Monday, January 15, 2024

 Social Justice Fables 

     Economist Thomas Sowell, a fellow at Stanford, dispatches the left's favorite "fallacies" in the book, SOCIAL JUSTICE. 

     "The world does not work as the liberals wish because everyday Americans are rational actors who respond to incentives. Both history and economics show that people are not chess pieces. Yet politicians so often act that way, as though an increase in tax rates will guarantee a corresponding increase in tax revenue... 

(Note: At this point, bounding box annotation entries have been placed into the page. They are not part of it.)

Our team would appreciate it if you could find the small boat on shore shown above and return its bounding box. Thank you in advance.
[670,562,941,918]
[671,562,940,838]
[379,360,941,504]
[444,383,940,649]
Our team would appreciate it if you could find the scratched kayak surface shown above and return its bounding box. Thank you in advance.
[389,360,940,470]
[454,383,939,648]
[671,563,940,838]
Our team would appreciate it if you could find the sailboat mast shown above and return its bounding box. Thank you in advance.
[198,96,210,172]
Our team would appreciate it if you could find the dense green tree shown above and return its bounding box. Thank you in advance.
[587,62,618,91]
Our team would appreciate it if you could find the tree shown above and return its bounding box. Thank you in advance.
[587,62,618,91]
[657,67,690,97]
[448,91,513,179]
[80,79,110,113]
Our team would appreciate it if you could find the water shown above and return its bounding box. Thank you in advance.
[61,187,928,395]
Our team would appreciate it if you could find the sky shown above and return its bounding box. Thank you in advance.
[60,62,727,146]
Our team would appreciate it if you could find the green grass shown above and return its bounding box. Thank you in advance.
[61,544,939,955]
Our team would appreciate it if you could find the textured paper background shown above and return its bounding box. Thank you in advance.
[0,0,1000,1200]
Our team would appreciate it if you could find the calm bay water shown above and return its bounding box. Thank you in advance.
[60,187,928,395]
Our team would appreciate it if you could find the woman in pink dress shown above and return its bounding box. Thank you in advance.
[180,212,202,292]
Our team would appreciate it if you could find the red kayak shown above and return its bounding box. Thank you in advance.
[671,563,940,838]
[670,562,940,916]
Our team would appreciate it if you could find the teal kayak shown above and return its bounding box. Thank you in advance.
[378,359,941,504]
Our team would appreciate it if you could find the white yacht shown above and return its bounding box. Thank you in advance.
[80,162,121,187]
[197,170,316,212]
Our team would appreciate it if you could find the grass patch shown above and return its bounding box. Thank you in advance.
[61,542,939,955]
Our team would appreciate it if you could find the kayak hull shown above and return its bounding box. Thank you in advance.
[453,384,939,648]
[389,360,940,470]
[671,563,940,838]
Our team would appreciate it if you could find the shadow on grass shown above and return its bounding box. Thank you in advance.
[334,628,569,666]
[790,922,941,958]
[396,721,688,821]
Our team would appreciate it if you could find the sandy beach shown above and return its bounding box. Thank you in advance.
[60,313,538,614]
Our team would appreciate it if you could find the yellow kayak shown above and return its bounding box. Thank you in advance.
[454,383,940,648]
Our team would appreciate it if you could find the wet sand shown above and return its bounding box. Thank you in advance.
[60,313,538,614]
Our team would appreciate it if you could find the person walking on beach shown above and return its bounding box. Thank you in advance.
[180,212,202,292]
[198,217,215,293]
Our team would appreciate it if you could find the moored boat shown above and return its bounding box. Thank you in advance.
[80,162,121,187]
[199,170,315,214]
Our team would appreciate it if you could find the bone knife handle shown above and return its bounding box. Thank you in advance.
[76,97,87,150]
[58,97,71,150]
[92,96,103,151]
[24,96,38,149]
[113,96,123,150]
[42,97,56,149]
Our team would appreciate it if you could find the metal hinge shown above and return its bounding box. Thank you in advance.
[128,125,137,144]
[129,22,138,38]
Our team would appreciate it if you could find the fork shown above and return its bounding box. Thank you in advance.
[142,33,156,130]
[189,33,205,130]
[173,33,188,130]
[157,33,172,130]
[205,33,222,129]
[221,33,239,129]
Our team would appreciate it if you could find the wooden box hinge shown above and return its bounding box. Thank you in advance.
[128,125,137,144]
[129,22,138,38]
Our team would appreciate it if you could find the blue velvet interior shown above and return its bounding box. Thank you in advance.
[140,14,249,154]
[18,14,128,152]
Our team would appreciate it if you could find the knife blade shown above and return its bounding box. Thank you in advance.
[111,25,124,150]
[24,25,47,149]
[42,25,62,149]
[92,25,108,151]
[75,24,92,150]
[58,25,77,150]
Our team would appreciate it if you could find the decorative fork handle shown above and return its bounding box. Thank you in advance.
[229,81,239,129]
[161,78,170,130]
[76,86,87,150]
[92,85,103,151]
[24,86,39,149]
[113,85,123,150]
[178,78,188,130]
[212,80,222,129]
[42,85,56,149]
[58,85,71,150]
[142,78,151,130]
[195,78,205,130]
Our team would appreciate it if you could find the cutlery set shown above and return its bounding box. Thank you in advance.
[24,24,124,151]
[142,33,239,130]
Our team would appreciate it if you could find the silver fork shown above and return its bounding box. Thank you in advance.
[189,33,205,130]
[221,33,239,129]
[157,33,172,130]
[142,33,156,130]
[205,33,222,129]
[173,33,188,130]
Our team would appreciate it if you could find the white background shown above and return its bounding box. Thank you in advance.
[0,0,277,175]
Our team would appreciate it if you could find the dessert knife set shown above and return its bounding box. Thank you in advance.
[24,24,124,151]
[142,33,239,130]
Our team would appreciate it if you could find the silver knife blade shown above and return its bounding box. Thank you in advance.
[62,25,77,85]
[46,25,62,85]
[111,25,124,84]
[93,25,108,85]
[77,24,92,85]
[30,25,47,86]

     "This 'exaltation of desirability and neglect of feasibility' is one of the 'fundamental fallacies of the social justice vision.' As Christians, we might say policy must be rooted in reality, which includes the nature of Creation and the fallenness of man. This creates problems for the utopians in our midst. 

     "Racialist fallacies are found and refuted throughout the book, a subtle reminder of how central race is to the modern liberal project. 

     "Sowell's writing is Spartan. There is no narrative, or introduction. 

     "Instead, Sowell's style is to pick a topic, a proposition - a social justice fallacy. Recite the typical liberal assertion, and then deconstruct it in two pages of logic, history, academic studies, and facts. Then move on to the next one. It's not meant to be entertaining, though it's hard not to smile occasionally when he lands his best punches. 

     "His style has its audience: those craving the intellectual vindication of things they already believe to be true and right about the world."